Set Session Variables within a Hyperlink

I am afraid I don’t know enough PHP to do this on my own :frowning:

I have two pages: one is a careers page, and the next is a form for uploading resumes. I would like to have it so that the upload form remembers what job the user clicked from in the careers page, so that it can be included in the heading, and also included in the subject line of the email that will be sent after submitting the form. Seems like this would be a pretty common use of session variables, but I have been unable to find any help.

Here’s what I have done so far:
Put this snippet into the top of both pages:


<?php 
session_start();
session_register("job");
$HTTP_SESSION_VARS ["job"] = $job;
?> 

Each job has a link, which I have coded thusly:


<a href="https://www.mydomain.com/rsm_upload.php?job=Civil Engineer">

Of course, each link is different…

In the “rsm_upload.php” page, I have this in the body:


<h1>Apply for <?php echo $_SESSION['job']; ?> Position</h1>

This seems fairly simple. Shouldn’t this work? Why not? What am I missing?

OK!

So exactly what should I be including in this code to minimize these risks? Don’t quite understand what (or how) to escape or filter…

Gosh! For some reason, security issues seemed so non-sequitur to me. After all, these are just a bunch of links, not a login, or even an application that will write to the database.

Exactly how could some nefarious person hack into my site–or worse yet: my email server or database–with this application?

The only thing I can imagine is, as you say, someone types “?id=345&title=Hacker” into the address bar … they would just go to the forms page and only see blank spaces where the variables should have been. I don’t see how they can inject anything evil.

I am more concerned about the form itself, as a couple hidden fields contain the destination email address, which can be spoofed. And, of course, the attachment could contain malicious macros that will cause problems when opened… but really, I fail to see any real threat.

Session aren’t really needed here from what I see above.


<!DOCTYPE html PUBLIC "-//W3C//DTD XHTML 1.0 Strict//EN"
    "http://www.w3.org/TR/xhtml1/DTD/xhtml1-strict.dtd">
<html xmlns="http://www.w3.org/1999/xhtml">
    <head>
        <title>Demo</title>
    </head>
    <body>
        <ul>
          <li>
            <a href="job.php?title=Mars Engineer">Mars Engineer</a>
          </li>
          <li>
            <a href="job.php?title=Mars Bar Engineer">Mars Bar Engineer</a>
          </li>
        </ul>
    </body>
</html>


<!DOCTYPE html PUBLIC "-//W3C//DTD XHTML 1.0 Strict//EN"
    "http://www.w3.org/TR/xhtml1/DTD/xhtml1-strict.dtd">
<html xmlns="http://www.w3.org/1999/xhtml">
    <head>
        <title>Demo</title>
    </head>
    <body>
      <h1>Apply for the <?php echo $_GET['title']; ?> job here</h1>
      <p>Stuff...</p>
    </body>
</html>

Please bear in mind that this is riddled with issues, always filter user input and properly escape it if you plan on using it.

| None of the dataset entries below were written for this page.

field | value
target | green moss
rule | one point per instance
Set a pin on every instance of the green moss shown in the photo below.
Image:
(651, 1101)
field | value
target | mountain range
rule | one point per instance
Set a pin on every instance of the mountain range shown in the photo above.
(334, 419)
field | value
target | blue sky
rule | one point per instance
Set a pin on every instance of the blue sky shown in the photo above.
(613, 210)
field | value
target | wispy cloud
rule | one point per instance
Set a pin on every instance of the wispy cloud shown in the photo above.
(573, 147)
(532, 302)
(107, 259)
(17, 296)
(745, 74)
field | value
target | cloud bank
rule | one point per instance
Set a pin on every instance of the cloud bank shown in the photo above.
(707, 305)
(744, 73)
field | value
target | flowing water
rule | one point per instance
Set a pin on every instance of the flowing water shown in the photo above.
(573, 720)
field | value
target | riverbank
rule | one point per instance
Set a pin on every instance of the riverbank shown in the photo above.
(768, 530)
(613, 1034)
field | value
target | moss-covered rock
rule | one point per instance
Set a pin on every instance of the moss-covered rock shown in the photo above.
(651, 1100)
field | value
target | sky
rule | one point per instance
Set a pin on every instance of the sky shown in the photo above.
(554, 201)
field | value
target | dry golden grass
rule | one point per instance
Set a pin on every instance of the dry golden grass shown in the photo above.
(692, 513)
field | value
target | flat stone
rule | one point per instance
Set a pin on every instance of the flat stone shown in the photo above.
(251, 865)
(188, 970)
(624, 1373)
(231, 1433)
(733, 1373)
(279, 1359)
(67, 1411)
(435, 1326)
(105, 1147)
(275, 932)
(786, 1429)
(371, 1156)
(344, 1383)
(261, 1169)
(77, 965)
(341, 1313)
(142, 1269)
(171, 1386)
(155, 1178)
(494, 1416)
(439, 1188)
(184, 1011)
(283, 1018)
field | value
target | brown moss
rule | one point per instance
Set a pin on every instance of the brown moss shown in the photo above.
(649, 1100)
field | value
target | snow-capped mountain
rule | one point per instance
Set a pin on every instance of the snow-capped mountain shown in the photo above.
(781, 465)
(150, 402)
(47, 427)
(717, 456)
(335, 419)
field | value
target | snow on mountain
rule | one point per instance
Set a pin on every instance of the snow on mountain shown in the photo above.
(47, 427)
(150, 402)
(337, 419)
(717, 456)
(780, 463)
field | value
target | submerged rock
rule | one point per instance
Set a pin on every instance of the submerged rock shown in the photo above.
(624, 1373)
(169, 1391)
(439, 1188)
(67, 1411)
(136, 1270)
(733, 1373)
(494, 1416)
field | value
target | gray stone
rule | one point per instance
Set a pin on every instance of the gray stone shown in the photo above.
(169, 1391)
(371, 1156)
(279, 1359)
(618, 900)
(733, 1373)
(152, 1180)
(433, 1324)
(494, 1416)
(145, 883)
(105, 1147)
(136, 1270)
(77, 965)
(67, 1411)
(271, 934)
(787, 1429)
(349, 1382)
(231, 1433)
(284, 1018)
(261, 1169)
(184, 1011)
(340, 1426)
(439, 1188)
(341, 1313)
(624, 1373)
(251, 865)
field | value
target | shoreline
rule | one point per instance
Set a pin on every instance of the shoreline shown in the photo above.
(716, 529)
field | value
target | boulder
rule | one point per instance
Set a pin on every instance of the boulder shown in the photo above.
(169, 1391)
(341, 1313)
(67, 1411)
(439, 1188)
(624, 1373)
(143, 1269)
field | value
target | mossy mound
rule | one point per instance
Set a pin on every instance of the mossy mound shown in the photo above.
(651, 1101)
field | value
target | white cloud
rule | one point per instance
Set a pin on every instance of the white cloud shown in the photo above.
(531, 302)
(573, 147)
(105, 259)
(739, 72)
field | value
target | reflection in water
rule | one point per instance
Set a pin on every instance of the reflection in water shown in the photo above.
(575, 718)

Remember, users, they’re everywhere and want to break your application! :shifty:

I’d suggest to start working with job id’s in the URL’s, rather than names. Job names are not unique, where job id’s are. So for example:

Job Type: Engineer
Job ID: 12851
Company: EngiCorp

Could have an URL like job.php?id=12851
You can use that same id on the resume upload script, like rsm_upload.php?id=12851.

This would work best if you use a MySQL database behind it that can keep track of the id’s, but it will also work without it offcourse, as long as you know what id goes with what job yourself.

By using anything as a result of a users request as a GET a user could maliciously enter statements that could compromise the security of the page - you should check that the input is similar to what you are expecting. This is also being sent through a URL meaning that the GET fields need to be encoded for URLs.

As for using both:

On page with all jobs:

 <a href="rsm.php?id=123&title=Developer">Apply for developer position</a>

Then on rsm.php


$jobID = $_GET['id'];
$jobTitle = $_GET['title'];

You can then use these variables on your page. However, a cunning person can come along and change the ID say to 345 instead of 123 breaking the application (the two don’t go together). Worse, if and when tied tok a database these fields can be manipulated to delete everything from the database etc.

Check out XSS and [URL=“http://en.wikipedia.org/wiki/SQL_injection”]SQL Injection. Maybe then, you’ll not be so nonchalant about security. :wink:

correct there is no need of session.

This could be just done by sending a parameter in the hyperlink and getting this by php global Variable $_GET on the other page

:slight_smile:

Wow!

I really must be a noob! What is this “filtering” and “escaping” you speak of?

We are working on implementing a MySQL database for this application, but that may be months away. In the meantime, how do I hook up the ID with the Job Type?